Round-trip efficiency
Round-trip efficiency is the fraction of stored energy that is recovered as useful energy after conversion, storage, and reconversion.

Common Mistakes to Avoid

  • Thinking power-to-gas creates energy from nothing is wrong because it converts electrical energy into chemical energy while losing some energy as heat.
  • Forgetting the oxygen product in electrolysis is wrong because water splitting produces both hydrogen and oxygen in a 2 to 1 molecule ratio.
  • Assuming hydrogen and methane are the same fuel is wrong because hydrogen is H2 while methane is CH4 and they require different storage and safety systems.
  • Ignoring efficiency losses is wrong because electrolysis, compression, methanation, storage, and electricity generation all reduce the final usable energy.

Practice Questions

  1. 1 An electrolyzer runs at 500 kW for 6 hours.
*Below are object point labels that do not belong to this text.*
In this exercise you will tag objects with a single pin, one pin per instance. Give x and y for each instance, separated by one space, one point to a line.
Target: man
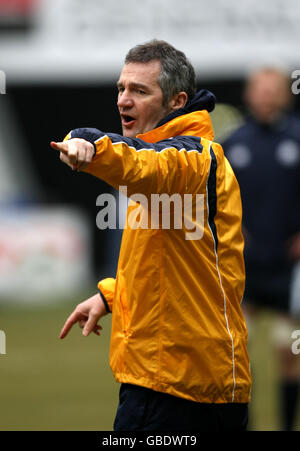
265 155
178 342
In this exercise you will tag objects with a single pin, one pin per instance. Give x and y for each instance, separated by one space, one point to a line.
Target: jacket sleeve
169 166
106 288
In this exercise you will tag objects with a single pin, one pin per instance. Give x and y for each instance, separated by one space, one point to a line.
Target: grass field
52 384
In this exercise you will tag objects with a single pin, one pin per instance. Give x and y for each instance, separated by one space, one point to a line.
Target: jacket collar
193 120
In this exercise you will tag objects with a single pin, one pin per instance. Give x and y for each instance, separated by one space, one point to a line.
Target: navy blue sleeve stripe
212 195
189 143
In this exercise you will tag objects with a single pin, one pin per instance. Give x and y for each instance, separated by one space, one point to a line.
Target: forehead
145 73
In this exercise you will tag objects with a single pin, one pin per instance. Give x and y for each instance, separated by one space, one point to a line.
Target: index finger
60 146
73 319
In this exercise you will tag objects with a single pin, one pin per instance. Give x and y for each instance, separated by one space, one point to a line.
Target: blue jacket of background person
266 161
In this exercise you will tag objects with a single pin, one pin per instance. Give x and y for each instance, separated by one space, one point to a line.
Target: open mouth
127 120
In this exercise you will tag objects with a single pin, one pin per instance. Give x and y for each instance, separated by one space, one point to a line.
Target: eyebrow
133 85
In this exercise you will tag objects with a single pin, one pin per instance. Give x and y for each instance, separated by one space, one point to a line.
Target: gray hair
177 74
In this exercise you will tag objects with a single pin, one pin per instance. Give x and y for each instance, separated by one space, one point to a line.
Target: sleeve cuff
104 301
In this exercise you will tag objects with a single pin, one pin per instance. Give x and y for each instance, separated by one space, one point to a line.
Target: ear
178 101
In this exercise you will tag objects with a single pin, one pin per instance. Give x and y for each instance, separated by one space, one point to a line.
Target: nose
124 99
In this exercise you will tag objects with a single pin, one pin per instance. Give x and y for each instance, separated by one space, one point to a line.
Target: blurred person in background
265 156
179 339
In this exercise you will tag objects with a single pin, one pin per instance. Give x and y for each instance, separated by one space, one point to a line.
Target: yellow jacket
177 323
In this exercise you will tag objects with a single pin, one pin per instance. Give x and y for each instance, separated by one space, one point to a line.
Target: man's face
140 99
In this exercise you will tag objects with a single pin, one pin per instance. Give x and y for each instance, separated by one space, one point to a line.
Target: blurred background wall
61 60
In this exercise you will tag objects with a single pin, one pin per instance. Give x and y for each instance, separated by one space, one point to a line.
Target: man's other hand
76 152
87 315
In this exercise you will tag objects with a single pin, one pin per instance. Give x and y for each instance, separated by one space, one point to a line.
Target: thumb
61 146
90 324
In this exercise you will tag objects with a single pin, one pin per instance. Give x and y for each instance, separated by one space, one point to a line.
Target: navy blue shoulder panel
179 142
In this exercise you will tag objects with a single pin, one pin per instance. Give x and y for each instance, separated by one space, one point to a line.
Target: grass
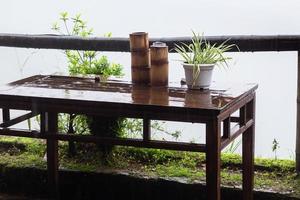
270 174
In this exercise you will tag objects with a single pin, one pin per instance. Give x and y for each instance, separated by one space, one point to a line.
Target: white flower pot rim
204 65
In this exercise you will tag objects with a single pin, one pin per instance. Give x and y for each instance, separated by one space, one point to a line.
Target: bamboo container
159 64
140 58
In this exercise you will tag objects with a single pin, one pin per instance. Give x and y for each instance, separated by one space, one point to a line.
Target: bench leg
248 155
5 115
213 160
49 121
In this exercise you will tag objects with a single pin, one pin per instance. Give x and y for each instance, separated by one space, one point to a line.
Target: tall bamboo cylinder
140 58
159 64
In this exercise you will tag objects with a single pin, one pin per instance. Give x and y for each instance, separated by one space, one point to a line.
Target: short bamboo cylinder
140 58
159 64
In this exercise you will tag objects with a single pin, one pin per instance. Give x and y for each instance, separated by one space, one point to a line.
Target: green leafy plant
201 51
275 147
89 62
84 62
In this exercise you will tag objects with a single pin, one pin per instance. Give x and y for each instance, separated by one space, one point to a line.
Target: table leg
213 160
248 155
49 121
5 115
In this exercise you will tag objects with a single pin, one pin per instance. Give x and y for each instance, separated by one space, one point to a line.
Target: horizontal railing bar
180 146
17 120
236 131
244 42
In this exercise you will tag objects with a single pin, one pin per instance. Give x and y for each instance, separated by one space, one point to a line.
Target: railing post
298 118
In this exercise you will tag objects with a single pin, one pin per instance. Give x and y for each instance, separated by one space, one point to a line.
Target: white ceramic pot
203 80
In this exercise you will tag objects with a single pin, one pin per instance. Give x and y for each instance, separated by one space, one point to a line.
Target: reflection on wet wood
117 91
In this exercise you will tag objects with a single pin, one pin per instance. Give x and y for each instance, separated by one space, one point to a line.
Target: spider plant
200 51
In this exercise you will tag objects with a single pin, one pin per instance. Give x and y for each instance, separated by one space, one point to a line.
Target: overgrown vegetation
275 175
90 62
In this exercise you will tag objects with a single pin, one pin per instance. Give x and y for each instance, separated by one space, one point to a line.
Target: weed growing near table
90 62
270 174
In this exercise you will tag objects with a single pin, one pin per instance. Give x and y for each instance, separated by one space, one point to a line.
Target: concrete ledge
113 186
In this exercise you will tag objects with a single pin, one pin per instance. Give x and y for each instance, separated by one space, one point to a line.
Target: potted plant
199 60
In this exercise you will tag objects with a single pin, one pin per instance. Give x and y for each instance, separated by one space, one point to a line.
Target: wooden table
49 95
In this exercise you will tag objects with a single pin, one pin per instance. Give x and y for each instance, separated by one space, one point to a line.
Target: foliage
84 62
201 51
232 148
87 62
174 165
275 147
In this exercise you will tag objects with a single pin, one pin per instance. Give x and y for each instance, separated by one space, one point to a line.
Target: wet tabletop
218 97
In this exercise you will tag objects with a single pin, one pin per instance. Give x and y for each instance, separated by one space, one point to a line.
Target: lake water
275 72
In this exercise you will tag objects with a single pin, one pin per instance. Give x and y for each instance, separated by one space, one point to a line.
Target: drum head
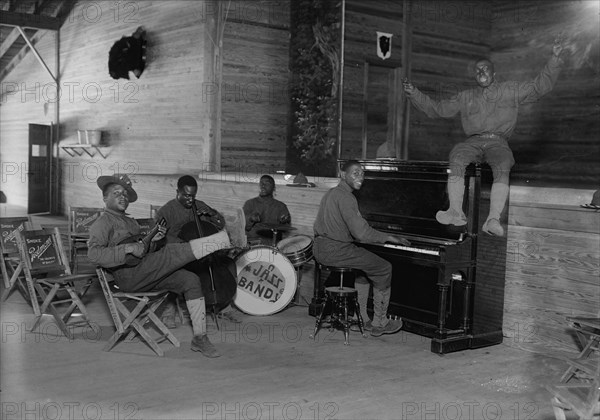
298 249
266 281
294 244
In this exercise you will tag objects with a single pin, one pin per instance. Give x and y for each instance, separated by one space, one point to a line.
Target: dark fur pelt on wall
128 54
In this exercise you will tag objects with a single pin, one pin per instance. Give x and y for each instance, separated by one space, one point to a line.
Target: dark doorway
38 173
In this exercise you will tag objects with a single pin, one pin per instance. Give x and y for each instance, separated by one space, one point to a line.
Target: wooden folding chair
137 321
49 278
80 220
579 387
11 261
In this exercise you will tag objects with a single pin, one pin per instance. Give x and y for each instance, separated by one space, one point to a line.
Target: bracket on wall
90 150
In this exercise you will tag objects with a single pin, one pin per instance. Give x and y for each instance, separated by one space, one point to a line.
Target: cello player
157 270
177 213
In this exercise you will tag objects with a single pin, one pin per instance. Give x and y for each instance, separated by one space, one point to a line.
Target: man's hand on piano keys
394 239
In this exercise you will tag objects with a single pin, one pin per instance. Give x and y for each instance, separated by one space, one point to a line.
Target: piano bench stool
339 303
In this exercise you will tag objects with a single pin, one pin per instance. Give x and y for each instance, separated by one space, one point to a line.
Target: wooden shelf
90 150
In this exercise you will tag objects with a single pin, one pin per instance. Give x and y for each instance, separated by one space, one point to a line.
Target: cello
217 271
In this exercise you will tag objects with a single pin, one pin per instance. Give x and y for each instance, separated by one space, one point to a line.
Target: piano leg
466 306
443 293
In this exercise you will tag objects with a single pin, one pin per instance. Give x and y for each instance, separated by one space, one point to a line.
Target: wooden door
38 173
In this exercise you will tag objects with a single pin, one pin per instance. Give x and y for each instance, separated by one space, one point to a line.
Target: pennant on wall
384 45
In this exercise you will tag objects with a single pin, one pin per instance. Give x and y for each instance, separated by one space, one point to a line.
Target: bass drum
297 248
266 281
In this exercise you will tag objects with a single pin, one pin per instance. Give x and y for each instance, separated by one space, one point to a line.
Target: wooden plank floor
270 369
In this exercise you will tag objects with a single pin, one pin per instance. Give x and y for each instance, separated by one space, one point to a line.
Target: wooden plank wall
552 272
158 124
255 86
362 21
556 139
25 101
446 38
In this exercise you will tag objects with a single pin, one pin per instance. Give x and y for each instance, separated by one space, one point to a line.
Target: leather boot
454 215
381 323
168 314
363 297
202 247
200 342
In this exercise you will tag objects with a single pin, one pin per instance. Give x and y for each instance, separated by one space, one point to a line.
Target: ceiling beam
18 57
9 40
29 21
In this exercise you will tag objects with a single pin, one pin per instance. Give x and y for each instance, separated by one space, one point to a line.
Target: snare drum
266 281
297 248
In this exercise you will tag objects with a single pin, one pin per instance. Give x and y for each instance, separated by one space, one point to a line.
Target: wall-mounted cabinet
89 149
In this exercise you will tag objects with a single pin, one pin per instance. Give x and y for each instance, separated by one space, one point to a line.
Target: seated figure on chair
264 209
177 213
489 115
337 226
155 270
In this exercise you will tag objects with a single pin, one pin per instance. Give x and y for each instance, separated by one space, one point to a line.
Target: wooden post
406 52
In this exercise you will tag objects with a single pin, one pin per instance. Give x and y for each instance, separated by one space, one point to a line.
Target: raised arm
544 82
446 108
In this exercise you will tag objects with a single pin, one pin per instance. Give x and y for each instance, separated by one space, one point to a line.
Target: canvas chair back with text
50 281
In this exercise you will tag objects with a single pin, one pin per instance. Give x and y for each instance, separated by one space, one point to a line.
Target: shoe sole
212 355
383 332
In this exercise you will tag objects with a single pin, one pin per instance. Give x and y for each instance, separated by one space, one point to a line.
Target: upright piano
449 283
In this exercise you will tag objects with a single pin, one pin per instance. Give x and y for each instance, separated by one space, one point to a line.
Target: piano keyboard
429 251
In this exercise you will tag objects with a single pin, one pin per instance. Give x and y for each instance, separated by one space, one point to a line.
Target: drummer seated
265 209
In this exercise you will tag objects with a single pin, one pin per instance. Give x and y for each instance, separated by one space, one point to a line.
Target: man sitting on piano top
489 115
337 226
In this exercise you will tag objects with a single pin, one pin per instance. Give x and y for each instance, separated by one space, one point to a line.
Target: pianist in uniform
489 115
337 226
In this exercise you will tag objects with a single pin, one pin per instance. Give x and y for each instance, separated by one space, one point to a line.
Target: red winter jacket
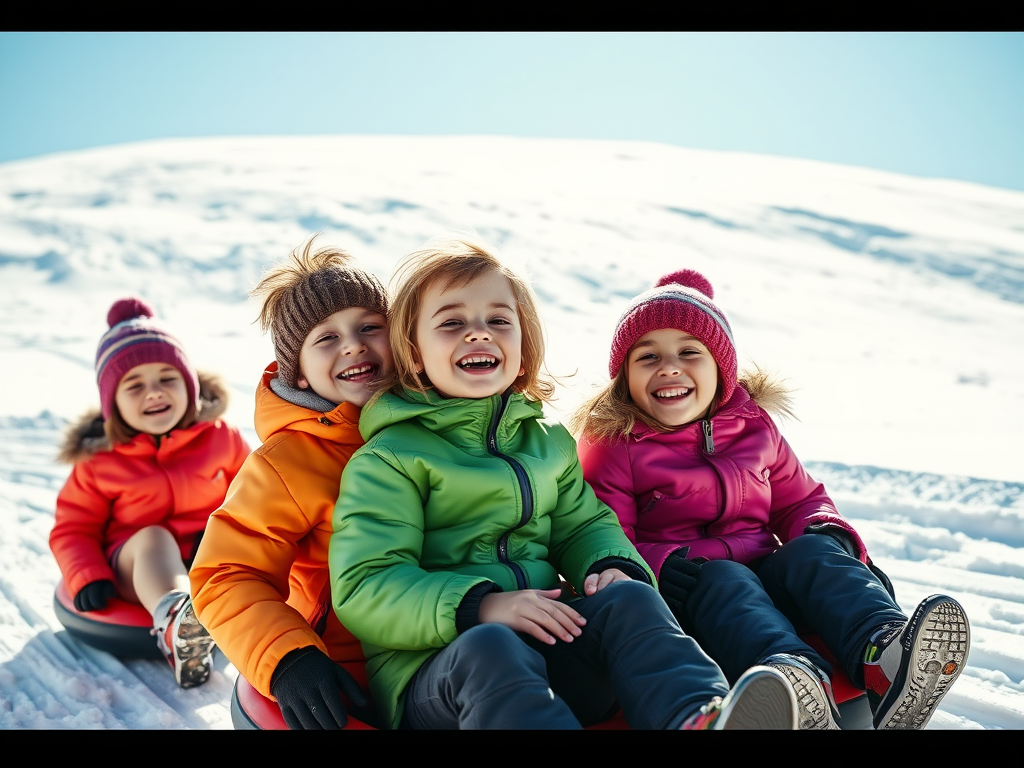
739 501
115 491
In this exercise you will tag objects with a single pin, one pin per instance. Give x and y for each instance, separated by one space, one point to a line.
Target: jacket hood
443 416
84 437
274 414
768 391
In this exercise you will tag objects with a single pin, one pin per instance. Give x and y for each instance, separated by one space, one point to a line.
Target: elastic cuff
467 614
630 568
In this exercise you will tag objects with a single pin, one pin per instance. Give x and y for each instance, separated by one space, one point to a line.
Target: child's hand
597 582
538 612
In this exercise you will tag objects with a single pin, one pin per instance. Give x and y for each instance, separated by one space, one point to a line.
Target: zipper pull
709 440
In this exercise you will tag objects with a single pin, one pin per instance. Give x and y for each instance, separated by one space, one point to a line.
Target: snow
894 306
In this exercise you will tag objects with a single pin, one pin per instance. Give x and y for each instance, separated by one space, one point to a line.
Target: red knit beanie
681 300
135 339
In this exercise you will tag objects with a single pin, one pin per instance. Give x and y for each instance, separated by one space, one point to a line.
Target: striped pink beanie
681 300
134 339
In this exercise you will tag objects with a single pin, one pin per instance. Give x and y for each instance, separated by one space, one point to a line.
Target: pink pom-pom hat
133 339
681 300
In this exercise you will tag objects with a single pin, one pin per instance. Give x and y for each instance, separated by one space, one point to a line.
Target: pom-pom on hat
134 339
681 300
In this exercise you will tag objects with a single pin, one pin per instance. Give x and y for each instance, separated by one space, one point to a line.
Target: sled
122 629
253 711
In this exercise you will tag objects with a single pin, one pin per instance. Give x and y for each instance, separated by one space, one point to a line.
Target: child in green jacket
458 519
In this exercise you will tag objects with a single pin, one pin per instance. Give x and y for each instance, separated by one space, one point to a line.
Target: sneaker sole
813 712
936 644
193 650
761 699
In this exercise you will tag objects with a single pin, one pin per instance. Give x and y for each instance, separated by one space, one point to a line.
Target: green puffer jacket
445 495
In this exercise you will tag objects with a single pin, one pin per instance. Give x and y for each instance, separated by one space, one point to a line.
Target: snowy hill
893 305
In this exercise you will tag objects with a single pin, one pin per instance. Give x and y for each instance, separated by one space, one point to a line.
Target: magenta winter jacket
738 494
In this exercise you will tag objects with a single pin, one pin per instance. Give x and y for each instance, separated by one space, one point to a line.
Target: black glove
678 579
836 532
94 595
308 687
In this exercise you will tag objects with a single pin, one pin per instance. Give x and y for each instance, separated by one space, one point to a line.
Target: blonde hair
457 261
611 414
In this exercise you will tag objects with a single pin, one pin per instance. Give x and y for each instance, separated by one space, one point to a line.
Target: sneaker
184 642
761 699
815 702
909 668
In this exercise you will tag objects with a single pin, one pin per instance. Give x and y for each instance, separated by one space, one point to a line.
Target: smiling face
672 376
469 338
345 352
152 397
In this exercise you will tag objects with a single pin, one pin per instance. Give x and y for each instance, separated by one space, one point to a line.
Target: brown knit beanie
311 300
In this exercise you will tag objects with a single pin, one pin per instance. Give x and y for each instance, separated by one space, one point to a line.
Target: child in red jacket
147 470
688 458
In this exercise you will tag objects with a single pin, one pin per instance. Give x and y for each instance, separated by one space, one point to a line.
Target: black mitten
94 595
836 532
308 687
678 579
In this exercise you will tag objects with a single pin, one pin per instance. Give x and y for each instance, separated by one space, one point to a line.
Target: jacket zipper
709 451
527 495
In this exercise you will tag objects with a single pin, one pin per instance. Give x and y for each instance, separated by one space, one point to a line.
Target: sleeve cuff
630 568
467 614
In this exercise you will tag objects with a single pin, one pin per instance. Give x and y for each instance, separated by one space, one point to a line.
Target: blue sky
945 104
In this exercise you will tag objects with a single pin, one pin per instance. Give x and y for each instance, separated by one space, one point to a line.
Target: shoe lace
705 718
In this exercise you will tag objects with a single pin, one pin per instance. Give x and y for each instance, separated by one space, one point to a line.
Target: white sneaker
761 699
812 687
908 669
184 642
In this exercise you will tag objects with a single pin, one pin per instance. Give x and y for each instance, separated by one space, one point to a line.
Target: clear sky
945 104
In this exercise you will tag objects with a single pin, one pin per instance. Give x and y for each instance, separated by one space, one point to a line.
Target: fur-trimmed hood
768 391
85 436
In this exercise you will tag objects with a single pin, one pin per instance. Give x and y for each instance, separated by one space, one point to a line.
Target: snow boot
817 708
761 699
183 641
909 668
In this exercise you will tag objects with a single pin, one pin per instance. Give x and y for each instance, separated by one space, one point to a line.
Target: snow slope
894 305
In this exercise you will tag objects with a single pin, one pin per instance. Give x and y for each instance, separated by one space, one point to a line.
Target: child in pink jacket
749 550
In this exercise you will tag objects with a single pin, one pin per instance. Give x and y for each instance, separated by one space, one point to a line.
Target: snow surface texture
893 305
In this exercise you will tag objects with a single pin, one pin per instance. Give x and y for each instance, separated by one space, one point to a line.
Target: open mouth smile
357 373
482 363
672 394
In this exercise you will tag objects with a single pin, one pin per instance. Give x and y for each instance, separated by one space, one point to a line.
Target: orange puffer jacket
259 582
113 492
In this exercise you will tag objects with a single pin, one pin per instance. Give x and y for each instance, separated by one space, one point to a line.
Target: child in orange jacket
260 577
147 470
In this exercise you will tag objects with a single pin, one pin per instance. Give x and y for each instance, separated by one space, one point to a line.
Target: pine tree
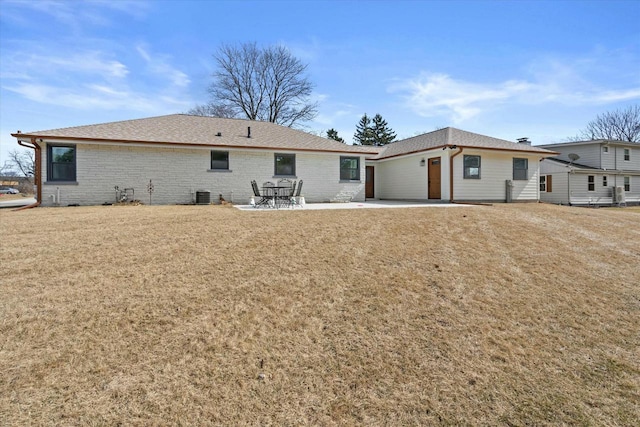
364 132
382 133
333 134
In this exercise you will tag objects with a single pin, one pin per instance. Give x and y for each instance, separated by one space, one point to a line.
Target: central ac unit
618 194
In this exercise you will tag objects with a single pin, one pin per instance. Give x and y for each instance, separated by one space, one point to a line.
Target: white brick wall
178 172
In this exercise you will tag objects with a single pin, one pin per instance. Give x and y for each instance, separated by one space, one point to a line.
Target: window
545 183
220 160
285 164
349 168
520 169
61 162
471 167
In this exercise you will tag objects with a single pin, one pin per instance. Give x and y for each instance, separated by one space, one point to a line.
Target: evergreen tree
333 134
382 133
364 132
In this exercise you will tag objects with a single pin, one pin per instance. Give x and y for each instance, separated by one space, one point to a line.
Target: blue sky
508 69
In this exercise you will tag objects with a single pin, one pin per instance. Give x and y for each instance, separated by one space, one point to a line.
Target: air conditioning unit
618 194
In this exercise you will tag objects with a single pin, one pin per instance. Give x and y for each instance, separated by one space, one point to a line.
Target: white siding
589 154
559 193
177 173
496 168
402 178
633 164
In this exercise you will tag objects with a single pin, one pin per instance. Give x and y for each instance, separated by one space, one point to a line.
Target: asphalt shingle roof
452 136
182 129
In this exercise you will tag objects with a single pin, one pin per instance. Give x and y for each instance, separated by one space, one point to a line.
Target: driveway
16 203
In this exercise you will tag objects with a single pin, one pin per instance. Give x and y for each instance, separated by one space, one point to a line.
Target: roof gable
561 145
451 136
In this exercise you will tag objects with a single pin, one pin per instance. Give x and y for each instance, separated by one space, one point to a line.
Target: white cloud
159 65
549 82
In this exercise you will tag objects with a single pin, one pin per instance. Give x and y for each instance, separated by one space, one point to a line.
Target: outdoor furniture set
284 194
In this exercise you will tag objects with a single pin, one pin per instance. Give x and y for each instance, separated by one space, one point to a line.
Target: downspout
37 178
451 174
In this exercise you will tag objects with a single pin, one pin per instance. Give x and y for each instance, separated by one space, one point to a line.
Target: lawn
205 315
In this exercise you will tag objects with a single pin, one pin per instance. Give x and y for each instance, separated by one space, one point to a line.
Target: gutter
37 178
451 171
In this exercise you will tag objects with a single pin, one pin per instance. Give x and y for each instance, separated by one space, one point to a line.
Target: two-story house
597 172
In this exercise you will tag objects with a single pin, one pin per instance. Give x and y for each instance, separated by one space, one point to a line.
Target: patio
371 204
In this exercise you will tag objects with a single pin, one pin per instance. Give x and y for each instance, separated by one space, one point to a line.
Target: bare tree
23 162
260 84
213 110
620 125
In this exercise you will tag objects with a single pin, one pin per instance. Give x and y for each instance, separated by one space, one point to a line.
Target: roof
573 164
188 130
451 136
183 129
592 142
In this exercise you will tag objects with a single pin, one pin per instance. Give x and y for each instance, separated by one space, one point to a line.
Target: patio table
275 193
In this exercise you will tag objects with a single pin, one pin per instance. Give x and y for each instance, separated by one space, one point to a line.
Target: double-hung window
349 168
219 160
471 167
546 183
61 163
520 169
285 164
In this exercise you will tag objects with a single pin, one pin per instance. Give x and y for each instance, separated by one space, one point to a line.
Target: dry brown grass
196 315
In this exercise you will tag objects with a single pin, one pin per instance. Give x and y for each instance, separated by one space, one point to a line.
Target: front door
434 178
368 184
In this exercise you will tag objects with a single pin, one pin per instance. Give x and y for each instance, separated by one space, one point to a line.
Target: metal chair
269 193
262 200
295 199
285 190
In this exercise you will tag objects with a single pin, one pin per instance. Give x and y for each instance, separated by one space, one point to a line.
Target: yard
196 315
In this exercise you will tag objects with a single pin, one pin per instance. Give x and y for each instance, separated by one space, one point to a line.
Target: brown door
434 178
368 185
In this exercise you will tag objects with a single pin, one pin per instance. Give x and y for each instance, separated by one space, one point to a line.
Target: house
455 165
592 173
179 156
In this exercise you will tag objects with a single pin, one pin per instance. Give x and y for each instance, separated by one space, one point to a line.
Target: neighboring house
182 155
597 172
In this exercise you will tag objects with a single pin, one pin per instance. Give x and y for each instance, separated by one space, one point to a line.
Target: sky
507 69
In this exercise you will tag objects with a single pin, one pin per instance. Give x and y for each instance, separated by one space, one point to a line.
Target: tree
382 133
333 134
620 125
364 132
213 110
267 84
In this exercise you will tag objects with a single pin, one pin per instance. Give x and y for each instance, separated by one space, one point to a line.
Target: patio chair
284 192
261 199
295 198
269 193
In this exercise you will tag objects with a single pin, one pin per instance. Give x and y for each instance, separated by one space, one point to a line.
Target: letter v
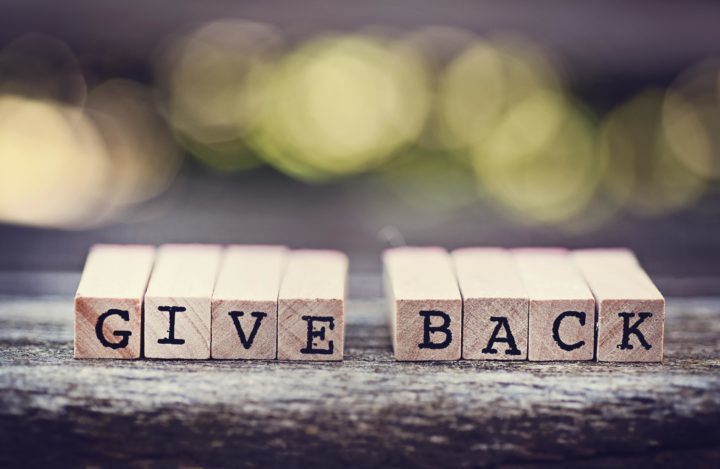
247 341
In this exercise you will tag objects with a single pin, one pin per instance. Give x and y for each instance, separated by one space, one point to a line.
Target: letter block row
206 301
534 304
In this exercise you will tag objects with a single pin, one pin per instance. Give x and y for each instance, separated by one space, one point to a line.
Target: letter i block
425 304
108 303
561 309
178 301
311 306
495 304
244 306
631 310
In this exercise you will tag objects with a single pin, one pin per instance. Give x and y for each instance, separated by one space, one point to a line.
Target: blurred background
359 125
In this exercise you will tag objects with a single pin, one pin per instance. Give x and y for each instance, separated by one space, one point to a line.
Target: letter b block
108 303
425 304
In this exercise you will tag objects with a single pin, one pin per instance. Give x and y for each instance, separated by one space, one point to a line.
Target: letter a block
108 303
562 308
311 306
425 304
244 306
178 301
495 304
631 310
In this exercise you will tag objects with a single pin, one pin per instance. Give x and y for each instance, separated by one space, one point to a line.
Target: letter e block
108 303
311 306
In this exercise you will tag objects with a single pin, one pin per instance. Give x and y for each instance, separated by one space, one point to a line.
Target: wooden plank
562 308
311 306
630 309
244 305
369 409
108 302
178 301
425 305
495 304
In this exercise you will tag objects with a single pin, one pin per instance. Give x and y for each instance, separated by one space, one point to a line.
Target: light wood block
244 305
311 306
495 304
178 301
562 308
108 302
425 305
631 310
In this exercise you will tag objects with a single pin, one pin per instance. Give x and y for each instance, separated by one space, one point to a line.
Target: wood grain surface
630 308
366 411
244 303
495 304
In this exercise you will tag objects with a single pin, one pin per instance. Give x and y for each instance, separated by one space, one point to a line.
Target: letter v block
178 301
425 305
561 316
631 310
311 306
244 306
108 303
495 304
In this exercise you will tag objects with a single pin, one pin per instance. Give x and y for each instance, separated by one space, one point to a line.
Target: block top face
550 275
250 273
314 274
488 273
116 271
421 273
615 275
184 270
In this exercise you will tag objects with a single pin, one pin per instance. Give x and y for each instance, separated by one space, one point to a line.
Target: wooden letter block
244 305
495 304
178 301
311 306
562 308
108 303
631 310
425 304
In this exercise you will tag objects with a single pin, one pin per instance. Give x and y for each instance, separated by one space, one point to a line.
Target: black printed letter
556 330
502 323
124 335
247 342
428 329
170 339
320 334
628 329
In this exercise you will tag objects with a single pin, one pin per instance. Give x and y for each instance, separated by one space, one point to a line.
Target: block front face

How much electrical energy does it use in kWh?
  2. 2 If electrolysis produces 20 kg of hydrogen and the process is 70 percent efficient, how much electrical energy was supplied if the hydrogen stores 33 kWh per kg?
  3. 3 A town has extra solar electricity at noon but needs heat and electricity at night in winter. Explain why power-to-gas could help, and name one disadvantage compared with using a battery.